Gary Tinterow, director of the Museum of Fine Arts in Houston, also drew the matchmaking analogy. His institution received a sculpture by Edward Kienholz and a painting by Jonathan Lasker via Museum Exchange. (The museum has other pieces by Kienholz, which provide context for the short story, but lack Lasker’s works, a significant void in his contemporary collection.) “It’s a wonderful initiative,” Tinterow said. “It created an opportunity to enjoy works that we wouldn’t have known otherwise. One of the biggest advantages is that collectors almost always want to move things to a place where they will be seen and be of use to something. And it is difficult. I have worked with dozens of collectors throughout my career in museums “—Tinterow was curator at the Metropolitan Museum of Art for almost 30 years before coming to Houston—” and placing objects is not easy , especially for collectors who have amassed substantial collections, not only in value but in number of objects.
While at the Met, Tinterow realized that ‘the most valuable commodity in the New York art world is not money, it is not art, it is is museum real estate. There is a lot of money, there was a lot of art. There wasn’t a lot of museum space. And that’s not just for New York. Museums elsewhere may not be hemmed in among the skyscrapers, but they are still limited. “Museums must exercise good judgment in what they are willing to accept so that all museums themselves are not overloaded with objects that they do not intend or need to exhibit, and that the objects themselves do not fall in the dark. “
Darling sees his service as a this can be useful not only for collectors and museums, but also for dealers and artists. Dealers, he said, “are often approached by collectors who wish to donate a piece and ask the gallery to make these calls on their behalf. It can be a lot of work, and it can really strain the relationship these dealers have with museums. When it comes to artists, Darling has heard artists and fields cling to a lot of work and think about where they would like it to go.
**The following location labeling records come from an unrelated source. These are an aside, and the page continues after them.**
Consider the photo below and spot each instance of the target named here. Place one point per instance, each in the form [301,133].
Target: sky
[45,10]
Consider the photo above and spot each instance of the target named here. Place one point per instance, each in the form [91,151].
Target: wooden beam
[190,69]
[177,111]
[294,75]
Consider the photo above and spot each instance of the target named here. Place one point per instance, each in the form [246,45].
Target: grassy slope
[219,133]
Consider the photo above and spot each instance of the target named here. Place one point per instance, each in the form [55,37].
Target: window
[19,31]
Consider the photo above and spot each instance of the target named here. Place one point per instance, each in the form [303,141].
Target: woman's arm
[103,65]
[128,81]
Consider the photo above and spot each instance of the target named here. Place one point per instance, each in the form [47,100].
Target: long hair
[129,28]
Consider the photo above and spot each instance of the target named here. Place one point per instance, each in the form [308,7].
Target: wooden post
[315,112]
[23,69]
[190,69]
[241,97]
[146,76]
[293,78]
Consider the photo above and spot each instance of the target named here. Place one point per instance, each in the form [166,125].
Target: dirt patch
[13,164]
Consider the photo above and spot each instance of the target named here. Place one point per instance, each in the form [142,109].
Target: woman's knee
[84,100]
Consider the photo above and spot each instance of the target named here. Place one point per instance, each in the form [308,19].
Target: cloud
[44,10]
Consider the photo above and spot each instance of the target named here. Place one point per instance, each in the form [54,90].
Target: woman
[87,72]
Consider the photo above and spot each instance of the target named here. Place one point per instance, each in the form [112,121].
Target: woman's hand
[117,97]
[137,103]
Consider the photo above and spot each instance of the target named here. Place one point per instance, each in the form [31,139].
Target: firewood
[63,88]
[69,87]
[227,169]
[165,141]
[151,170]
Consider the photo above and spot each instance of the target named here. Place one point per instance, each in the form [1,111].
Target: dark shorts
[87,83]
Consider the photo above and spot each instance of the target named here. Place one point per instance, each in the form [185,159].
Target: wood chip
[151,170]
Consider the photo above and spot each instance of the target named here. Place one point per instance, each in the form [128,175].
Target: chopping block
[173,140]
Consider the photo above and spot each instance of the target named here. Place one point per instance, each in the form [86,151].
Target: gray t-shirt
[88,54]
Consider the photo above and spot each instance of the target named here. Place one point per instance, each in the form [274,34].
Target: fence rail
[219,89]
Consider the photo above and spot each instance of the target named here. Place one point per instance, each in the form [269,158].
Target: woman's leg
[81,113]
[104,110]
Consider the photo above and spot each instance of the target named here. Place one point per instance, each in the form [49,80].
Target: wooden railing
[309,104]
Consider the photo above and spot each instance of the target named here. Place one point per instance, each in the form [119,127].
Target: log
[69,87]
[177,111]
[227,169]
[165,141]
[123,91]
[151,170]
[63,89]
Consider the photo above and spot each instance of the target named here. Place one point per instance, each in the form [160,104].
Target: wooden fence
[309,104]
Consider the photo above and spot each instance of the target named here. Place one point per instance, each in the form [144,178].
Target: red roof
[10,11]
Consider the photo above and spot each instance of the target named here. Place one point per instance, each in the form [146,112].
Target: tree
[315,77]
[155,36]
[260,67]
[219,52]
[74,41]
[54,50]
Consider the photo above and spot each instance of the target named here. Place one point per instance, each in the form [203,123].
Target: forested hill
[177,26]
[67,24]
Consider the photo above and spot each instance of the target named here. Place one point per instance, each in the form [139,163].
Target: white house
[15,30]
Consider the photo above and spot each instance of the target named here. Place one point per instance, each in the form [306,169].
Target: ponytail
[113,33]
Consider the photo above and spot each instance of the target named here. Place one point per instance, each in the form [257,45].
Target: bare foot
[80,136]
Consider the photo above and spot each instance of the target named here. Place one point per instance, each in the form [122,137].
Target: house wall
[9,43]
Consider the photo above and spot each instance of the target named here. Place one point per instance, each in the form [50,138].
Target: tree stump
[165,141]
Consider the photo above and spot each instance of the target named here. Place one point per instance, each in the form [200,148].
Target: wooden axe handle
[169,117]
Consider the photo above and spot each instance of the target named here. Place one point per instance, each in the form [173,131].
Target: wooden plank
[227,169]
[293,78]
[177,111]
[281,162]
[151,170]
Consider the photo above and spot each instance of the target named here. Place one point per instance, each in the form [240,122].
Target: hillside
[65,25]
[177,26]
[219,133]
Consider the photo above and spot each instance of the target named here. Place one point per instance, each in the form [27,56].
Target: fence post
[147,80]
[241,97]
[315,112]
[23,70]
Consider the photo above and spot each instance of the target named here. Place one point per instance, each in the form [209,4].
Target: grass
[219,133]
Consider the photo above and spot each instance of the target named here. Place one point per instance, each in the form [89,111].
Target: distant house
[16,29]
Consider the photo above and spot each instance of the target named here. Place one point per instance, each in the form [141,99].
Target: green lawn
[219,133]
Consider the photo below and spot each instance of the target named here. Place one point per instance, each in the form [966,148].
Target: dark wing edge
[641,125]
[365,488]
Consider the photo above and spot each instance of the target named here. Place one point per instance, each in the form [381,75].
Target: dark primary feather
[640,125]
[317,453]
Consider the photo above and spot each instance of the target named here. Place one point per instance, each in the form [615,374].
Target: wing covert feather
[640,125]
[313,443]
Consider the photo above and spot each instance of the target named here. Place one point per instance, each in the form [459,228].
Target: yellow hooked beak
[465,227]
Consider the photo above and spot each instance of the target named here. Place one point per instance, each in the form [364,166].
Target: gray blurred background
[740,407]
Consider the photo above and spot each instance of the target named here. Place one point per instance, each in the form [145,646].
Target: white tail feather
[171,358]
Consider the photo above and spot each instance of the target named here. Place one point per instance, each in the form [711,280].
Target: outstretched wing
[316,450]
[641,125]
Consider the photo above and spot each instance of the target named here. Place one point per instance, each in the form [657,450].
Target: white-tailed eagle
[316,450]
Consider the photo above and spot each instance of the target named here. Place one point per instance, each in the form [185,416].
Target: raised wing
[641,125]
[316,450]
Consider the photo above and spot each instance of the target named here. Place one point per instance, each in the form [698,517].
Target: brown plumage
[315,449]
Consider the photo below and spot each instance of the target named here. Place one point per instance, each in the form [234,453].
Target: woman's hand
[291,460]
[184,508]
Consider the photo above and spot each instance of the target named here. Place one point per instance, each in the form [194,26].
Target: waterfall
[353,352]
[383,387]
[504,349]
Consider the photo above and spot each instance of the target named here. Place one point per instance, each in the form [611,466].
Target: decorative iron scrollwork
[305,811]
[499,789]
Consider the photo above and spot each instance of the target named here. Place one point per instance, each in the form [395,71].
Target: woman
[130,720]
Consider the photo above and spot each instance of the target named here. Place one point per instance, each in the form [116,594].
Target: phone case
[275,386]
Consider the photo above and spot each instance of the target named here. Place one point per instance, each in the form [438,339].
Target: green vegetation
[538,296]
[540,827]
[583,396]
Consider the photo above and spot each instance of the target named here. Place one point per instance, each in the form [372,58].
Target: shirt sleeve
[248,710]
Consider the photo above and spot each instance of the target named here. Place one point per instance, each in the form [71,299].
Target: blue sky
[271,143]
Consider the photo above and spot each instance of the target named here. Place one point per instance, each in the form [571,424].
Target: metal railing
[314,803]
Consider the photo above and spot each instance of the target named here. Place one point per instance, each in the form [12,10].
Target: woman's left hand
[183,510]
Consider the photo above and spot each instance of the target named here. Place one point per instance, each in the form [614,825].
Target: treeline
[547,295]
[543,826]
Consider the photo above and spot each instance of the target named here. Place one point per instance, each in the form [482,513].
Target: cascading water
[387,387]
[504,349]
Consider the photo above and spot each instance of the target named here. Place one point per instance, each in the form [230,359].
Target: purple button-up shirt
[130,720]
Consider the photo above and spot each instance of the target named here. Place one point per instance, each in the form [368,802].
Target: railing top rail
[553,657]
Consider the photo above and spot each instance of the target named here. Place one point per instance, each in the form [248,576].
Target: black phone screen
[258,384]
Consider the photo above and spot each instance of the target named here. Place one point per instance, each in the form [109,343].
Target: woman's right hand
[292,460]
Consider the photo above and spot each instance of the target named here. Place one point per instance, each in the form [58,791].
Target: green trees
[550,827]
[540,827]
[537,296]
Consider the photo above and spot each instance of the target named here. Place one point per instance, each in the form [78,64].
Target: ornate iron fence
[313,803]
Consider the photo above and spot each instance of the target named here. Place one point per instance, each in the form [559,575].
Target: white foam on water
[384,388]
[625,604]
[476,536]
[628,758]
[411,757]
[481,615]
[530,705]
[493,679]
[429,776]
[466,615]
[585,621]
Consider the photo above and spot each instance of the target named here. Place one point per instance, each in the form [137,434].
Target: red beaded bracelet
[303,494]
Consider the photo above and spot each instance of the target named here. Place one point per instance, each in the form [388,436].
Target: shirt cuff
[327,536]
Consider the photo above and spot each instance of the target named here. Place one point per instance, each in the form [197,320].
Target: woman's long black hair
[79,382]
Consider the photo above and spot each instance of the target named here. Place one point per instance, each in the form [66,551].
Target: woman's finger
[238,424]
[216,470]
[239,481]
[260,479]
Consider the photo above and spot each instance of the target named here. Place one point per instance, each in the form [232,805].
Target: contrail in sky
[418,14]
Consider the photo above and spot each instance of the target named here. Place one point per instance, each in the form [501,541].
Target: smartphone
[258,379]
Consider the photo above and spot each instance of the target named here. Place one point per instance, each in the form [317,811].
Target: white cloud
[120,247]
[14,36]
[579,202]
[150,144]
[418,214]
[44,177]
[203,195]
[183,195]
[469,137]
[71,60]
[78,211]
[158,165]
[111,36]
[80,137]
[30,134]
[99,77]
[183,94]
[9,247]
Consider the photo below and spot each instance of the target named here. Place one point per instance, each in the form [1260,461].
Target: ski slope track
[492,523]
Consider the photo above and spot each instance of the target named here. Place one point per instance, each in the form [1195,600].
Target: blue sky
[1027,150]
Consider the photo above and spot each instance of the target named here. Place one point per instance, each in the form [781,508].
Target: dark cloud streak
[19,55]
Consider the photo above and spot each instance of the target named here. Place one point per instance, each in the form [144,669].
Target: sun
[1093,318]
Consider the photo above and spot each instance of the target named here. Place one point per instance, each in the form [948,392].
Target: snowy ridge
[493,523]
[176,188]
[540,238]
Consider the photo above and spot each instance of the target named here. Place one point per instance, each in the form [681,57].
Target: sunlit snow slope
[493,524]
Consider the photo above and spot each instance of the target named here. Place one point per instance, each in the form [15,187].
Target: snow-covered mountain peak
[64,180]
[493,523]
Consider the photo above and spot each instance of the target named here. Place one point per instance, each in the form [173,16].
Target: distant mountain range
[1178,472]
The future of Museum Exchange seems to be to expand both what they offer and who they offer it to. “I’m thrilled to see how he’s growing up,” Shotick said. “Right now they offer a lot of contemporary art. I can’t wait to see if they’ll include more historical works that will open the doors even more. “
Darling has such plans in store. “We can imagine expanding into other types of material that would mirror the departments of an encyclopedic museum,” he said. In the shorter term, he makes his business more than a museum exchange by reaching out to a network of other non-profit institutions, such as libraries, hospitals and universities, which could also be interested in receiving art. In this way, he said, for a given work of art, “if we tackle museums, we have other options to look at.”